2.05.2006

will: shakespeare is shakespeare

An Ottawa man has spent almost 20 years and more than $1 million trying to determine if an oil painting his family owns is the only portrait of William Shakespeare painted in the playwright's lifetime.

There's a long story in yesterday's Globe And Mail about five paintings of Shakespeare, and the claims for their respective dates. I think it's fascinating how this work is done.
Two works have been discredited in advance of the show. Last April, Cooper [an expert on 16th- and early 17th-century English portraiture], announced that one of the most recognizable Shakespeare images, the so-called "Flower portrait," was, in fact, a fake.

The painting, named after the Stratford brewing dynasty that donated the work to the Royal Shakespeare Company in the 19th century, carries a date of 1609 on its upper-left corner. But after four months of testing, the NPG experts determined it was painted between 1814 and 1840, on top of a 16th-century image of the Virgin Mary and the baby Jesus with St. John. The giveaway? Traces of chrome-yellow paint embedded deep in the portrait, a pigment that was first manufactured in the early 19th century.
In March, the National Portrait Gallery in London (UK) will open a Shakespeare-themed exhibition, "Searching for Shakespeare", followed by a conference on Shakespeare portraiture. The same exhibit is running now in the US, at the Yale Center for British Art in New Haven, Connecticut.

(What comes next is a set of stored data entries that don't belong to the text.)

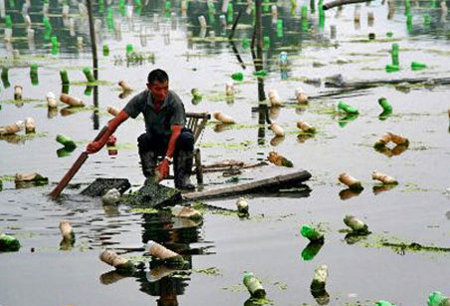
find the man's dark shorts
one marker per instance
(158, 143)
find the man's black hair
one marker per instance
(157, 75)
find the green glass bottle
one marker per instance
(418, 65)
(129, 48)
(279, 28)
(395, 54)
(68, 143)
(88, 74)
(34, 74)
(9, 243)
(436, 298)
(238, 76)
(253, 285)
(245, 43)
(8, 22)
(347, 108)
(105, 50)
(392, 68)
(311, 233)
(230, 12)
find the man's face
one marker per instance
(159, 90)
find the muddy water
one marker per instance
(222, 247)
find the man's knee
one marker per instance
(186, 140)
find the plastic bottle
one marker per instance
(34, 74)
(105, 50)
(8, 22)
(279, 28)
(383, 303)
(9, 243)
(54, 41)
(304, 18)
(64, 77)
(88, 74)
(238, 76)
(347, 108)
(394, 54)
(230, 12)
(245, 43)
(385, 104)
(253, 285)
(68, 143)
(436, 298)
(392, 68)
(311, 233)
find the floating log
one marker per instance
(276, 182)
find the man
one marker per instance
(165, 135)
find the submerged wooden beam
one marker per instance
(277, 182)
(332, 4)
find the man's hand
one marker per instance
(163, 169)
(94, 147)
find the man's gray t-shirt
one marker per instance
(171, 113)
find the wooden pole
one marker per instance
(332, 4)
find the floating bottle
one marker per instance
(54, 42)
(30, 125)
(125, 86)
(305, 127)
(242, 206)
(9, 243)
(356, 224)
(88, 74)
(68, 143)
(301, 96)
(66, 230)
(238, 76)
(64, 77)
(12, 128)
(311, 233)
(18, 90)
(274, 98)
(418, 65)
(384, 178)
(111, 197)
(112, 110)
(320, 278)
(51, 100)
(385, 104)
(277, 130)
(436, 298)
(223, 118)
(347, 108)
(71, 101)
(120, 263)
(253, 285)
(351, 182)
(34, 74)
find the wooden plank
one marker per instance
(280, 181)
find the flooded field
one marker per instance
(222, 246)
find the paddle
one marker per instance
(73, 170)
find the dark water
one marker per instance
(268, 243)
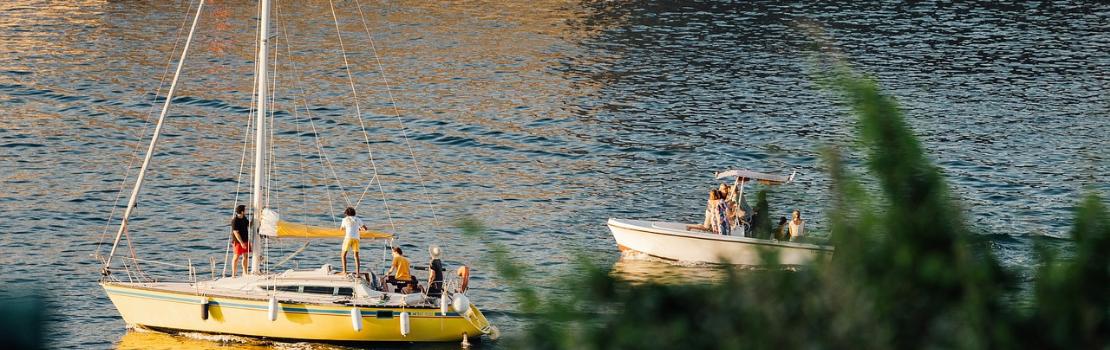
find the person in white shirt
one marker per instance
(351, 227)
(797, 226)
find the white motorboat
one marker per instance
(674, 241)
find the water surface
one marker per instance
(541, 118)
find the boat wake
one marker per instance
(201, 340)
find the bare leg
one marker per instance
(344, 262)
(234, 265)
(357, 265)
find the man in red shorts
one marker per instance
(240, 236)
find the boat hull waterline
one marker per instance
(672, 241)
(159, 309)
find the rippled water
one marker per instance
(541, 118)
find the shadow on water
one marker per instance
(23, 318)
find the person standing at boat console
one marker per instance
(351, 226)
(435, 273)
(240, 237)
(797, 226)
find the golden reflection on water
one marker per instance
(639, 270)
(153, 340)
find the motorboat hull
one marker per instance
(672, 241)
(177, 310)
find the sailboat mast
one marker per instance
(260, 132)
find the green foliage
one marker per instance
(907, 273)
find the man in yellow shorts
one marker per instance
(399, 273)
(351, 227)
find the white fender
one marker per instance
(273, 308)
(461, 305)
(356, 319)
(404, 323)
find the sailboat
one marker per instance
(313, 305)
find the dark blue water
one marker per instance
(543, 119)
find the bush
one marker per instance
(907, 275)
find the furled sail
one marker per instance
(272, 226)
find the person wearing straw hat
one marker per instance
(435, 272)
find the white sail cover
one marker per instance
(762, 178)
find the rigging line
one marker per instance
(138, 143)
(242, 165)
(153, 140)
(296, 128)
(357, 110)
(308, 111)
(315, 132)
(396, 113)
(270, 163)
(365, 189)
(246, 142)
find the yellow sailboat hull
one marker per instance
(175, 310)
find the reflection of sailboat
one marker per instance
(149, 340)
(675, 241)
(296, 305)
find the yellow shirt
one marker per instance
(402, 268)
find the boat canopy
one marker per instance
(272, 226)
(759, 177)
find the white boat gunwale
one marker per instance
(652, 228)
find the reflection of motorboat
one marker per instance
(294, 305)
(674, 241)
(636, 268)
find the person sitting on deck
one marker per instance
(780, 231)
(435, 273)
(352, 226)
(399, 273)
(240, 236)
(722, 226)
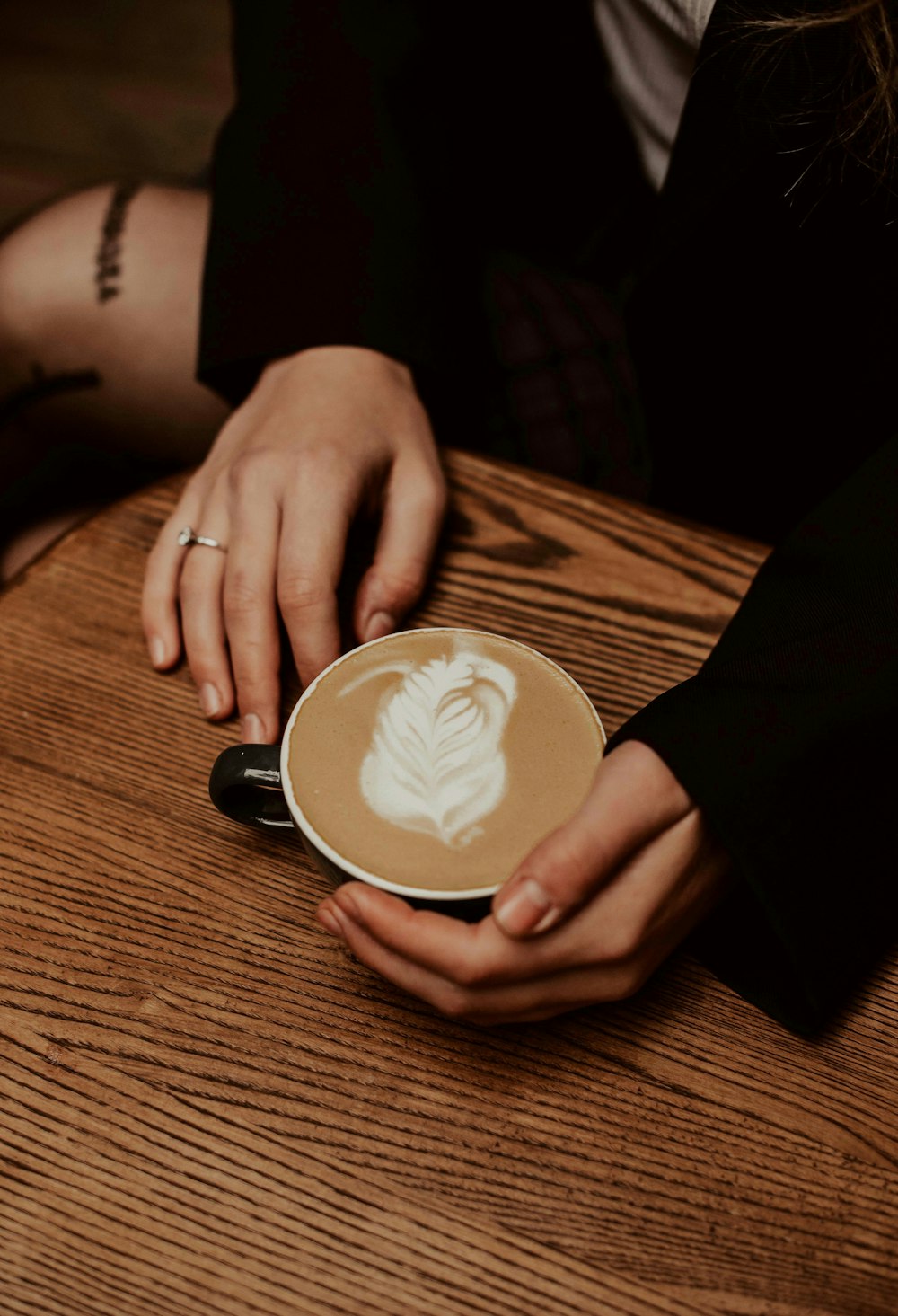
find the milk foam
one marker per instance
(436, 762)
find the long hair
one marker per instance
(860, 99)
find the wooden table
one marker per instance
(207, 1107)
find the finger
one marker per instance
(203, 624)
(634, 799)
(473, 956)
(249, 599)
(521, 1001)
(159, 614)
(317, 512)
(412, 517)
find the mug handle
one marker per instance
(245, 784)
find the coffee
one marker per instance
(436, 760)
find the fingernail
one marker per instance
(380, 624)
(252, 730)
(330, 922)
(209, 699)
(527, 908)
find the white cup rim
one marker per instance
(348, 866)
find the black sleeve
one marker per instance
(376, 155)
(787, 738)
(322, 226)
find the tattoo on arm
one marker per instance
(44, 385)
(108, 260)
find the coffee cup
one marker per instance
(427, 764)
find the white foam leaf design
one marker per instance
(436, 762)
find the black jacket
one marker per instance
(377, 155)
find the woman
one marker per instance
(401, 197)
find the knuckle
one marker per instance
(401, 583)
(241, 594)
(323, 464)
(628, 982)
(621, 942)
(249, 470)
(300, 592)
(472, 973)
(455, 1003)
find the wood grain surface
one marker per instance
(206, 1107)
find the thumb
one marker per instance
(634, 798)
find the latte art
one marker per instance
(436, 762)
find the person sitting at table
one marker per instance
(425, 223)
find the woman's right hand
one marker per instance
(325, 433)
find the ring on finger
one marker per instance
(189, 538)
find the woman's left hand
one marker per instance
(586, 916)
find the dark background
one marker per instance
(98, 90)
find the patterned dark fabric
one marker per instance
(567, 398)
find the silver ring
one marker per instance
(189, 537)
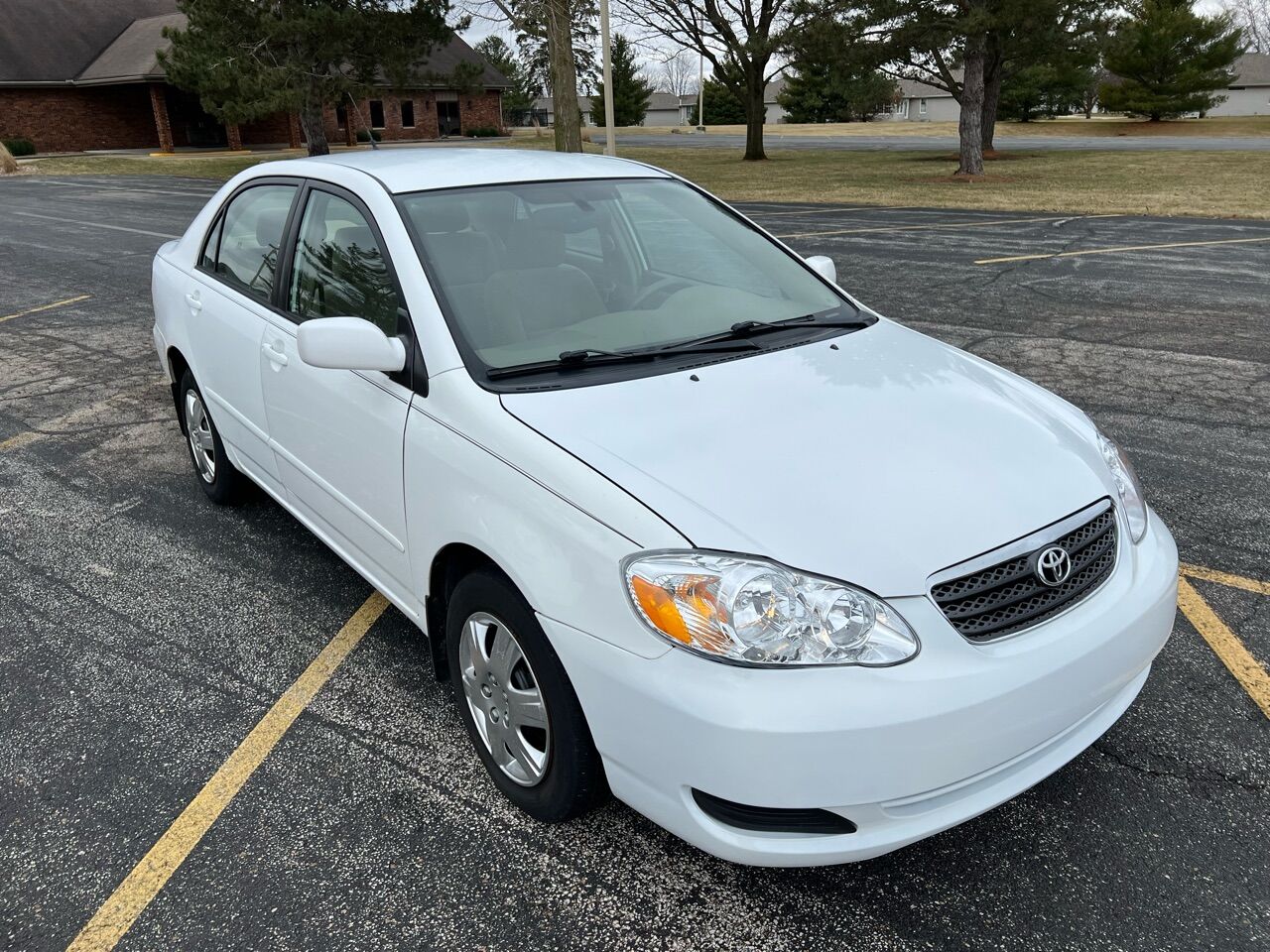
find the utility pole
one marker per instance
(610, 144)
(701, 89)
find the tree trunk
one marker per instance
(312, 123)
(564, 77)
(992, 68)
(970, 121)
(754, 114)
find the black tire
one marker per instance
(225, 485)
(572, 779)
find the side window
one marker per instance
(250, 236)
(211, 245)
(339, 268)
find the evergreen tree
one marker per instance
(246, 59)
(536, 51)
(631, 90)
(722, 107)
(1170, 60)
(518, 98)
(834, 76)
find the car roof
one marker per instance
(435, 168)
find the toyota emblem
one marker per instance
(1053, 565)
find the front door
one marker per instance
(229, 308)
(447, 117)
(338, 434)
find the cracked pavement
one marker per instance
(144, 633)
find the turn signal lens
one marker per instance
(1127, 486)
(659, 611)
(753, 612)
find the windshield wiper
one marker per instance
(742, 330)
(594, 357)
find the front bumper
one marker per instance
(902, 752)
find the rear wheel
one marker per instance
(220, 480)
(517, 703)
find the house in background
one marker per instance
(663, 108)
(774, 111)
(80, 75)
(921, 102)
(1250, 93)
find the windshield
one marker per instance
(534, 271)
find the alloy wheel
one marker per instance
(504, 698)
(198, 425)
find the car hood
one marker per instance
(879, 461)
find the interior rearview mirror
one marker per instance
(348, 344)
(824, 267)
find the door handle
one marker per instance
(276, 357)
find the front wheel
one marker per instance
(220, 480)
(517, 703)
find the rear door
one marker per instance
(229, 301)
(336, 435)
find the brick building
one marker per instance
(77, 75)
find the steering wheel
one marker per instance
(657, 293)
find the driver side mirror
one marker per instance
(348, 344)
(822, 266)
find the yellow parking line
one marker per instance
(140, 887)
(19, 440)
(1234, 581)
(1245, 667)
(974, 223)
(1119, 250)
(44, 307)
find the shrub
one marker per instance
(19, 146)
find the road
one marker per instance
(949, 144)
(144, 633)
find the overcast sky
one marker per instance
(483, 26)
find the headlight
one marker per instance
(752, 612)
(1128, 486)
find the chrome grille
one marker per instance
(1008, 597)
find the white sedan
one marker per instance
(681, 518)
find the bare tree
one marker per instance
(676, 73)
(1254, 18)
(737, 37)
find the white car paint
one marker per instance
(880, 461)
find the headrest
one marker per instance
(571, 218)
(531, 245)
(359, 235)
(270, 225)
(444, 216)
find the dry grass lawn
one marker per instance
(1218, 184)
(1227, 127)
(1213, 184)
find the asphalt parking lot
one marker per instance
(144, 634)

Experts don't hold out a lot of hope that the painting in Ottawa is authentic. But the owner, Lloyd Sullivan, says he has proof:
Eventually -- he won't say when -- he'll publish "a tell-all book, a conclusive book" that verifies the authenticity of the Sanders portrait with evidence from "other documents that nobody has seen."
If it is authentic, the painting will be worth up to $20 million. Seems to me that if Sullivan has conclusive proof, he'd show it now.
Meanwhile, Sullivan says it's unlikely his portrait will ever again be stored in the upstairs cupboard of his Ottawa home where it was kept until 2001. In fact, his family would like the AGO to own the portrait. "Preferably, we'd have somebody buy it and then donate it."
The Globe And Mail story is here; registration required.